The difference in susceptibility to cold temperature among patients remains ill defined. It was first postulated that patients with poor exercise tolerance or low coronary reserve were most affected because of a relatively greater decrease in work performance in a cold environment, thereby being classified as cold intolerant (8). More recent data have shown that cold-induced sympathetic activation may cause either tachycardia as a result of beta-1 receptor stimulation or bradycardia if the baroreceptor response to alpha-2 receptor-mediated vasocontriction is normal. Marchant et al (11) demonstrated that cold-intolerant patients have impaired baroreceptor function that is associated with a steeper rise in heart rate and rate-pressure product during exercise in the cold compared with cold-tolerant patients. This leads to an increased myocardial oxygen demand and thus, to a lower ischemic threshold. This compensating baroreceptor-mediated decrease of heart rate may be overcome at extremely low temperatures and could explain our findings of a decreased ischemic threshold even in cold-tolerant patients.
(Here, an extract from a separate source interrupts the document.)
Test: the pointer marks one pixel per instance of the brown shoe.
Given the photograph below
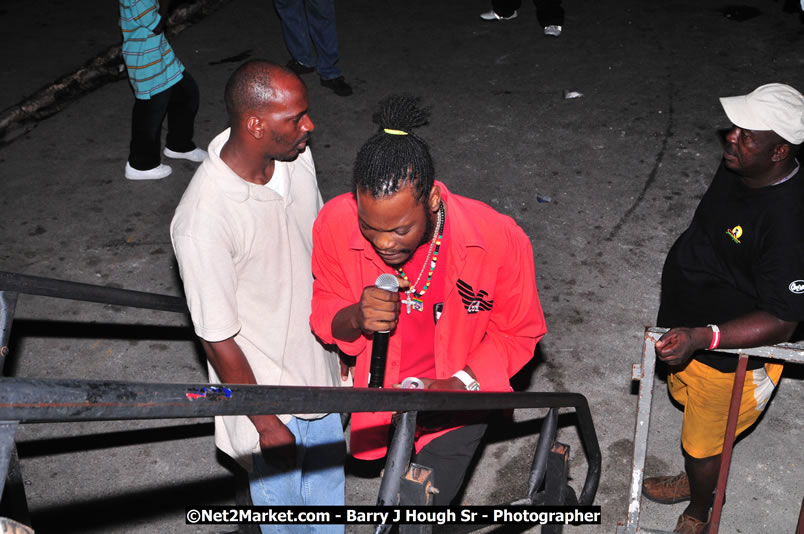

Another hypothesis is that the central effects of cold on coronary vasomotion might predominate over peripheral mechanisms at extremely low temperatures.

Limitations

The current work has several limitations. First, the small sample size may have limited our ability to detect small differences in exercise parameters such as total exercise time. Second, we could not fully reproduce potential environmental conditions that occur in real life. Factors increasing cold exposure, such as wind and snow, were not included in our protocol and participants did not wear thick winter clothing that could protect against cutaneous cold exposure. Third, there is no definitive proof that significant ST segment depression truly represented ischemia, notably in asymptomatic patients. We cannot exclude that other physiological mechanisms, such as hyperventilation, may have elicited the ST segment changes, although hyperventilation has never been shown to be associated with extreme cold exposure. Given the cohort under study, there is a high probability that the observed ST segment depression was indeed the result of myocardial ischemia. Furthermore, previous studies, including the Asymptomatic Cardiac Ischemic Pilot (ACIP) trial (19), used similar criteria for defining myocardial ischemia on treadmill testing as those used in the present study. Finally, the present study was not designed to precisely elucidate the underlying mechanisms responsible for the reduction in ischemic threshold on exposure to cold temperature, since rate-pressure product is an inaccurate and indirect method of assessing myocardial oxygen consumption.

CONCLUSION

Exposure to extreme cold (−20°C) lowers the ischemic threshold during exercise testing in patients with CAD irrespective of the presence or absence of anginal symptoms or a history of cold-induced angina. Although we failed to observe any detrimental effects, performing exercise in extreme cold under real-world conditions may be very different from performing exercise in conditions controlled in the laboratory. Patients with CAD and evidence of exertional angina or myocardial ischemia wishing to perform exercise at extremely low temperatures should discuss this matter with their physicians.